私にとっては取るに足らないつまらないことだったが、「悲劇」は教員、生徒の間に広がっていて、まるで未知のウイルスによるパンデミックのような光景だった。
うんざりするその現場を、飯塚千夏は一人、体験することはなかった。パニックに陥った人間たちは、自室療養中の飯塚千夏の存在をすっかり忘れていたのだ。だから、彼女だけが、穏やかな夜を過ごすことができた。
私は考える。
飯塚千夏は「小さな不運」によって「大きな不運」を回避しているのではないか。現に彼女はパニックの「悲劇」も「熱中症」も回避した。「幸運」を捨てる代わりに「大きな不運」を回避しているのではないだろうか。
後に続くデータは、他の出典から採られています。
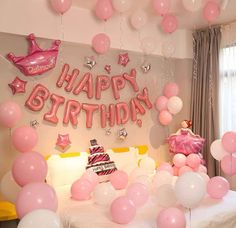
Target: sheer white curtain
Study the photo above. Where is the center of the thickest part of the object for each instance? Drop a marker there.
(227, 88)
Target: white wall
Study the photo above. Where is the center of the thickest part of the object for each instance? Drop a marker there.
(80, 25)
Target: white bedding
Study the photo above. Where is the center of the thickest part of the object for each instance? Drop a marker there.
(210, 214)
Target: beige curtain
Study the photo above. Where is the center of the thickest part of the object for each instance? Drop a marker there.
(204, 97)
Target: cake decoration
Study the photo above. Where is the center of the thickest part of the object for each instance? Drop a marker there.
(99, 161)
(17, 86)
(37, 61)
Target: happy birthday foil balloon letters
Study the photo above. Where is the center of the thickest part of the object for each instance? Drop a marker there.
(37, 61)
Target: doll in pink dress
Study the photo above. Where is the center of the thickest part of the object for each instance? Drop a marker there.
(185, 141)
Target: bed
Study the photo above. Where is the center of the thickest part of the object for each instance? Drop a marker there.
(210, 214)
(66, 168)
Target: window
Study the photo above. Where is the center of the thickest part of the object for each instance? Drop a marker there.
(227, 87)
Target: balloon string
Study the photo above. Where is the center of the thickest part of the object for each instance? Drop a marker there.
(10, 133)
(62, 40)
(190, 217)
(219, 168)
(121, 36)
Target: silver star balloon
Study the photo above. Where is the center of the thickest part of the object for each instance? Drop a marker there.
(146, 67)
(89, 62)
(34, 123)
(122, 134)
(108, 131)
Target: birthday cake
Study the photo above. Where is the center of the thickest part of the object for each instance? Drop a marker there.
(99, 161)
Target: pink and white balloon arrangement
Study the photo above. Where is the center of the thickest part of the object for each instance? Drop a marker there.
(223, 150)
(26, 185)
(169, 103)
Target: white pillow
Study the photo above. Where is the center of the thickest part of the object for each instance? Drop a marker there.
(64, 171)
(126, 161)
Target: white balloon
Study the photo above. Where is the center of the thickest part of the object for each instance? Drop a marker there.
(165, 195)
(148, 45)
(9, 188)
(190, 189)
(168, 49)
(192, 5)
(217, 150)
(122, 5)
(136, 173)
(174, 105)
(205, 177)
(161, 178)
(104, 194)
(138, 19)
(41, 218)
(145, 180)
(148, 164)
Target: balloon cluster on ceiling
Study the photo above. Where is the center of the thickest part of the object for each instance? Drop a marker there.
(105, 9)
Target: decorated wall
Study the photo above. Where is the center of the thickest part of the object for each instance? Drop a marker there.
(147, 130)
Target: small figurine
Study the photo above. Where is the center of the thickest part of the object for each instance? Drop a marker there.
(185, 141)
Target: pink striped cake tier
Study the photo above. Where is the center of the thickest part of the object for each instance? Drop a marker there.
(95, 158)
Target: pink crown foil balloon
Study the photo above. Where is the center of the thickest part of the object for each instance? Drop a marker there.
(185, 141)
(37, 61)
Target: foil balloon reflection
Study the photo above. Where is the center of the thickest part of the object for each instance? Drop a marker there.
(37, 61)
(17, 86)
(185, 141)
(122, 134)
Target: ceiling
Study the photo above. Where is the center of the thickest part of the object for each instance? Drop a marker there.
(186, 19)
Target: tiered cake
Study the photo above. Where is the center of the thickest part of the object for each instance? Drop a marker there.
(99, 162)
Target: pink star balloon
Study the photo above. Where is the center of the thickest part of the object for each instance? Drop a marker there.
(123, 59)
(63, 141)
(37, 61)
(17, 85)
(108, 69)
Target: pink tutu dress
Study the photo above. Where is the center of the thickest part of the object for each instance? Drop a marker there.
(185, 142)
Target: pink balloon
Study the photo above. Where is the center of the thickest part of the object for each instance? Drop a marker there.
(217, 187)
(29, 167)
(185, 169)
(172, 218)
(229, 141)
(179, 160)
(138, 194)
(92, 177)
(175, 171)
(35, 196)
(71, 113)
(122, 113)
(202, 169)
(51, 115)
(166, 167)
(193, 161)
(171, 89)
(161, 6)
(24, 138)
(161, 103)
(228, 164)
(119, 179)
(10, 113)
(37, 61)
(103, 83)
(122, 210)
(169, 23)
(81, 189)
(101, 43)
(61, 6)
(104, 9)
(89, 109)
(165, 117)
(211, 11)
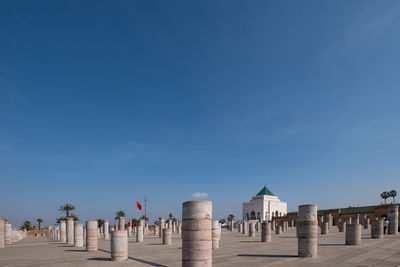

きっとそれだけではない。もしも「大きな不運」が彼女だけに降りかかっていたら、命の危険に陥っていたかもしれない。「大きな不運」を複数の他人に振り分けることで、自己防衛しているともいえる。つまり、周りにいた我々が飯塚千夏の「不運」を代わりに消費したのだ。
「不運」を他人に振り分ける能力。それが飯塚千夏の"ギフト"なのかもしれない。
くだらない考えだと思うだろう? 私もそう思う。しかし、こんなことでも考えていないと、精神がどうにかなってしまいそうなのだ。パニックの「悲劇」とはそれほど悲惨なものだ。彼ら全員を殺すわけにもいかない。私にできるのは、「不運」についての"ギフト"に思考を巡らせることと、この場の人間たちが全員、地球温暖化に抗議して焼身自殺することを願うしかできないのだ。